Karen Boone, a 37-year-old working mother, got the missive at her home the day after a column she wrote about the importance of ethnic tolerance appeared in The Spokesman-Review. Boone’s picture accompanied the essay.

Police launched an investigation to determine if sending the letter was a hate crime. They decided right away that it wasn’t and closed the case, Boone said Thursday.

The woman said police reopened the investigation after she filed a complaint with the Spokane Human Rights Commission and went public with her story.

“I’m happy that they reopened the investigation,” Boone said. “I’m not satisfied that I had to go on TV to get them to do that.”

On Thursday, the department issued a statement announcing the conclusion of the second probe.

“An analysis of the letter shows that the contents, while deplorable and distasteful, constitute a protected utterance under the First Amendment to the Constitution of the United States,” the statement says. “The letter made no threats and does not fall under the state or local statute of a hate crime.”

Boone wonders what constitutes a threat.
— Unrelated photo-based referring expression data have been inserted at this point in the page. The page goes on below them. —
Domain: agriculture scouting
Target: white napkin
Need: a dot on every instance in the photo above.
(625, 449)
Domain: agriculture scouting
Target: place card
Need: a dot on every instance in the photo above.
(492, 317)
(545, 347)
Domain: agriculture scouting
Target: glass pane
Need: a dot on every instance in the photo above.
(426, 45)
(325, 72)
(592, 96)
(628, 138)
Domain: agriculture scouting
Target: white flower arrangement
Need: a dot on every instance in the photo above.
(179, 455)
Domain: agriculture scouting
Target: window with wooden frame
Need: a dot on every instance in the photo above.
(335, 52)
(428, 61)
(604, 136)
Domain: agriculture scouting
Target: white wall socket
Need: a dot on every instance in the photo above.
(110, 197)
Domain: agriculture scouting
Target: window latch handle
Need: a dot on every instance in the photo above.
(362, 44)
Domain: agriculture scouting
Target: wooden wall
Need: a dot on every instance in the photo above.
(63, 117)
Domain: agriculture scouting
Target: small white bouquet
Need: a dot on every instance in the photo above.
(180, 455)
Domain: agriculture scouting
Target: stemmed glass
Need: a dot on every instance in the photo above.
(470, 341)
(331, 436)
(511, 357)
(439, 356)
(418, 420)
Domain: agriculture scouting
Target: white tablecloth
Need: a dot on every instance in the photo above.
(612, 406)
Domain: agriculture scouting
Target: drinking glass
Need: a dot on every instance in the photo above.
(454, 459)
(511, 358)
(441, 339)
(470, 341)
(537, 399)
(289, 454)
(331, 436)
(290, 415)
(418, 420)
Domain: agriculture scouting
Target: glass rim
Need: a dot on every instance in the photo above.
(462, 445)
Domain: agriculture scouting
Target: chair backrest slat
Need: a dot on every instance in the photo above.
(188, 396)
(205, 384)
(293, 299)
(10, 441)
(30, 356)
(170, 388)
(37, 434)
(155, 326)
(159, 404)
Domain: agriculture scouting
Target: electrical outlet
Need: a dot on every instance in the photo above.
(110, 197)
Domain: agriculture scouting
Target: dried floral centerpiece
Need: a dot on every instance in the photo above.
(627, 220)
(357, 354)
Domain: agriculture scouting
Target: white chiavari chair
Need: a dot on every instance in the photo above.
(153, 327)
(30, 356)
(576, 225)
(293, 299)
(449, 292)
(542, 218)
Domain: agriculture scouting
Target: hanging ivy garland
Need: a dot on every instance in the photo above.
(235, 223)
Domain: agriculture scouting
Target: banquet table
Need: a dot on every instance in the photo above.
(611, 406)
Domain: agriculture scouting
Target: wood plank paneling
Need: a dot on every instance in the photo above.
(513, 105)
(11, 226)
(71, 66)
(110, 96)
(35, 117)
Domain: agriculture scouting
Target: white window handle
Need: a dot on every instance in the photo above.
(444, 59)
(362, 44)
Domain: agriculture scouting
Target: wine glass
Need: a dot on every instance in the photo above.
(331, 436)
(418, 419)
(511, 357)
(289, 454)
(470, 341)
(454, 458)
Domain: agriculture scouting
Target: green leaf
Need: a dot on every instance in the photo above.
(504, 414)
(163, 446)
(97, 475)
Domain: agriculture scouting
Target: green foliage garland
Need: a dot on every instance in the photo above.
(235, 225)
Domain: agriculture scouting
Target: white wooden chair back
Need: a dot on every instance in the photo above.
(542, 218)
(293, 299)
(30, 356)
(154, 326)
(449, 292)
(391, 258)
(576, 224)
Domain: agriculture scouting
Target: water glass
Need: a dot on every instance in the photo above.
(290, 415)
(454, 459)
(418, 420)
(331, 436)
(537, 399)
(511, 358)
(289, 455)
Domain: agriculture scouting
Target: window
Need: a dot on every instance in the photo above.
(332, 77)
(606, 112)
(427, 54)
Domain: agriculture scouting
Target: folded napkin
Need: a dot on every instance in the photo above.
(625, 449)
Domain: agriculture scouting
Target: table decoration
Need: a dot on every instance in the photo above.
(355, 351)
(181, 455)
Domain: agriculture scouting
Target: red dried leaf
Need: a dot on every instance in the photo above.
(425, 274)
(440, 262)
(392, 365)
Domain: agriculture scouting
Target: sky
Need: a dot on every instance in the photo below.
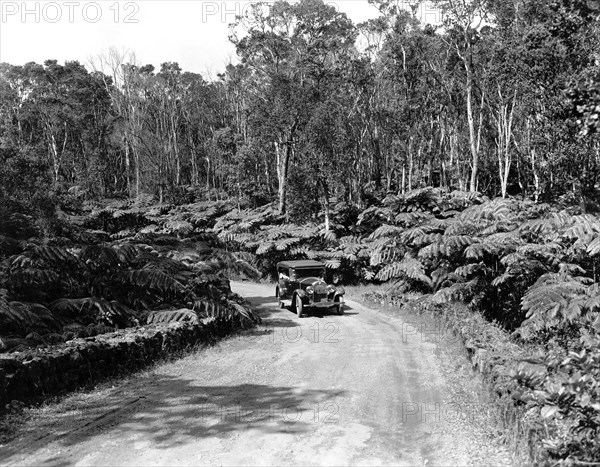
(190, 32)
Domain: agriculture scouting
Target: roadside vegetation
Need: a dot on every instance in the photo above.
(458, 162)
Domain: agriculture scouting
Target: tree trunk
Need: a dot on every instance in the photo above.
(283, 159)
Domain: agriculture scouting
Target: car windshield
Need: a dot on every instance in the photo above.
(314, 272)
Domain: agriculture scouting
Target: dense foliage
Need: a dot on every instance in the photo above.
(459, 160)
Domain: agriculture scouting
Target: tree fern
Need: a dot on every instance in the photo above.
(152, 279)
(558, 298)
(172, 316)
(410, 268)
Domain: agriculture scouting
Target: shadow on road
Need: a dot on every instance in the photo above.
(172, 411)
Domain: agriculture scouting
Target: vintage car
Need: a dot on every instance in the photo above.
(301, 286)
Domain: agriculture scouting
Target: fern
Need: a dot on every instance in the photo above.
(410, 268)
(153, 279)
(173, 316)
(559, 298)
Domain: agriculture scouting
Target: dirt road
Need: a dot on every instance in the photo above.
(359, 389)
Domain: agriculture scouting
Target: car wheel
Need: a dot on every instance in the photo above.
(339, 305)
(280, 303)
(299, 306)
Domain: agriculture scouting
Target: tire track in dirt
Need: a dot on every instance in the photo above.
(326, 389)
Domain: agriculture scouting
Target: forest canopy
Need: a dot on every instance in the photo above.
(502, 98)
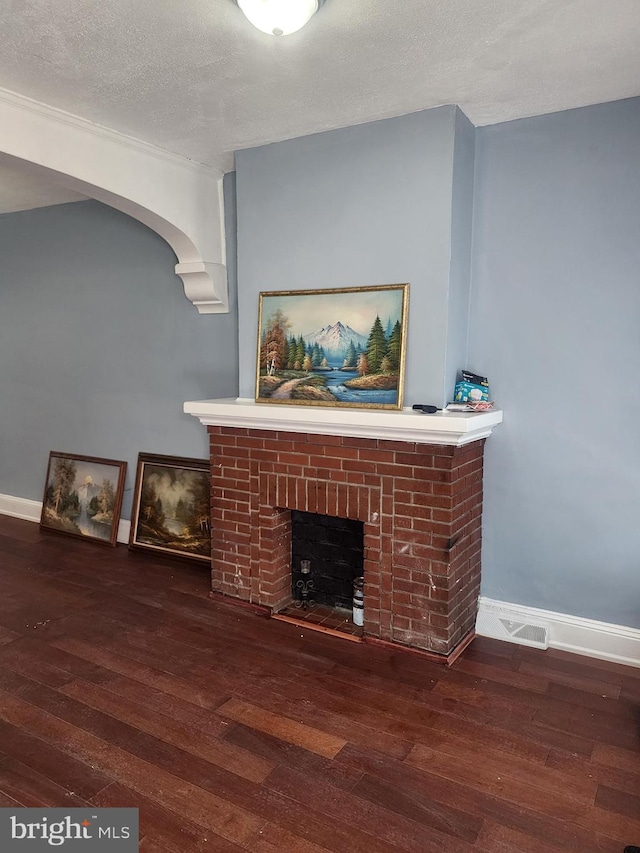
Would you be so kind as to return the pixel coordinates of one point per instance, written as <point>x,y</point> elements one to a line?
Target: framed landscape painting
<point>335,347</point>
<point>83,496</point>
<point>171,508</point>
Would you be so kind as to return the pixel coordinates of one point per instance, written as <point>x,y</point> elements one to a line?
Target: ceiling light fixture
<point>279,17</point>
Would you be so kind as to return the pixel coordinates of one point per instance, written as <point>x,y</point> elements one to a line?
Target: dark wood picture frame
<point>83,496</point>
<point>171,507</point>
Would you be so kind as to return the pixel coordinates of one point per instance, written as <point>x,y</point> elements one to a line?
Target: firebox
<point>326,552</point>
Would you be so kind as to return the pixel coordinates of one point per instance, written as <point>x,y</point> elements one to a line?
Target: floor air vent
<point>525,633</point>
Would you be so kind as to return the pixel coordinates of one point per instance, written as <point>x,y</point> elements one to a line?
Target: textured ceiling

She said she is suspicious now of “every white man who walks across my path, wondering if they’re up to something sinister.

“That threatens to ruin my entire way of life,” she said. “I deal with whites on a daily basis. One should not have to live their life in fear.”

The department said a detective spent several weeks trying to locate the author of the letter, interviewing nearly 30 people and searching computer databases for clues.

Police wanted to check the the writer’s background to see if he or she has a history of violence. The letter was signed, but police have been unable to determine if the name is fake.

Police Chief Terry Mangan said, “This sort of ugly divisiveness and attempt to racially polarize the community are not only reprehensible, but will continue to come under police scrutiny.”

Boone said she was saddended by the decision, not just for herself, but for the community.

“They don’t call it a crime, but I call it a heinous crime,” she said. “What does a lone citizen in the community do when the’re a victim of something like this? Where do they turn for help? That’s the bigger issue.”